The World Health Organization (WHO) reports that, after a brief period of decreased cases, health officials are witnessing an increase in the number of Ebola cases in Guinea, Liberia, and Sierra Leone as people resume traditional–and dangerous–burial rituals.
A cycle of individuals not seeking out medical attention, dying of Ebola without receiving a diagnosis, and being buried using traditional burial practices that require exposure to the deceased’s bodily fluids is particularly hindering Sierra Leone’s progress in eradicating the disease. “Not only have these individuals not received potentially life-saving treatment, but other members of the community have been put at greater risk of exposure,” warned the World Health Organization of undiagnosed Ebola victims.
The WHO reported they tracked 39 unsafe burials in Guinea and 45 in Sierra Leone this week. They also noted a number of “security incidents” in Liberia, though the number of new cases in that country, once overwhelmingly the most threatened by the disease, has been negligible.
While the WHO did not relay any specifics about Liberia’s security efforts, local news outlets have reported some issues with keeping Ebola patients isolated. One patient in particular, a pregnant nurse, reportedly “deliberately tried to infect the staff of the S.D. Cooper Hospital in Sinkor” by disguising herself multiple times and reentering the triage room without identifying herself as an Ebola patient.
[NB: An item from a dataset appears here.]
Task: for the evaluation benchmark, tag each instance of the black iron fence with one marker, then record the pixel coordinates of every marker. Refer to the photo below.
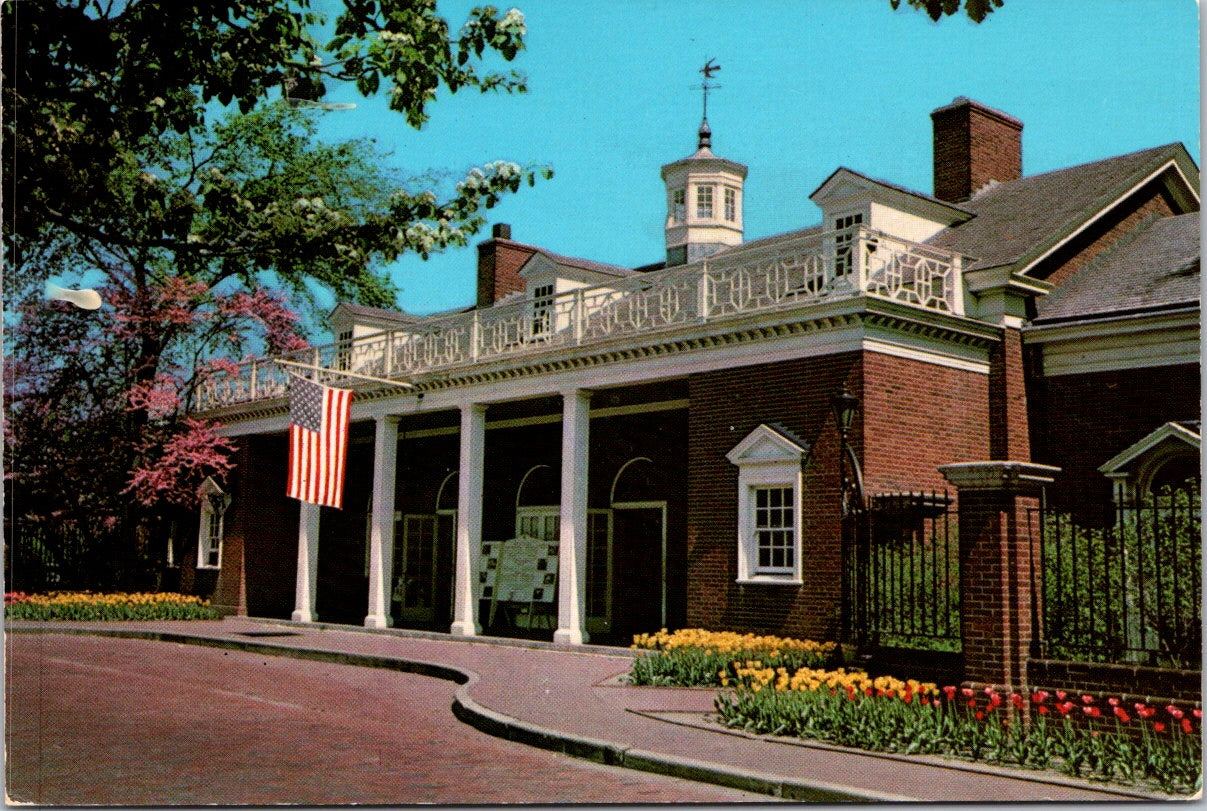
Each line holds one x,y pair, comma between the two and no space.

In light of reports that the number of Ebola cases throughout West Africa has diminished, many have returned to using burial practices that expose them to the disease. Health experts also note, however, a rise in popularity of conspiracy theories blaming America and the West for bringing Ebola to Africa, and even conspiracy theories claiming Ebola never existed at all. “Some people don’t want to believe that their family member has Ebola, they don’t want the concept of Ebola to exist. Others believe we (international aid workers) are stealing people’s organs in the treatment centres, or that Ebola was made up to get aid money,” UK Dr. Nathalie MacDermott told Reuters.
While all Ebola-infected countries are threatened by widespread dangerous behavior, Sierra Leone appears especially on the brink of a major resurgence of the outbreak. The government began door-to-door Ebola inspections this week in an eastern district of Freetown, Port Loko, where the number of cases has been rapidly ascending. Sierra Leone’s authorities have also warned that they have seen an increased number of incidents where families have hidden patients from medical professionals, an extremely unsafe practice that has contributed to the rise in cases.
“Teams of health workers backed by security personnel are trekking into outlying areas and knocking on doors of houses … to check whether people are telling us the truth about not hiding sick people,” Morlai Dumbuya, a coordinator of the door-to-door efforts, told AFP. “So far we have not met any resistance and people are co-operating.”
In addition to contending with the increase in cases, Sierra Leone has had to respond to accusations that millions of dollars in Ebola funding has gone missing; though the funding has been spent, there has not been a single corroborating document stating where it has been applied. While the government has vowed a full investigation, it has also barred the media from freely speaking about the report that Ebola money has allegedly gone missing. For official purposes, the report is considered “opinion,” such that “any attempt to discuss the Auditor General’s opinion in any media will be tantamount to contempt of Parliament,” according to the nation’s senior legislative authority.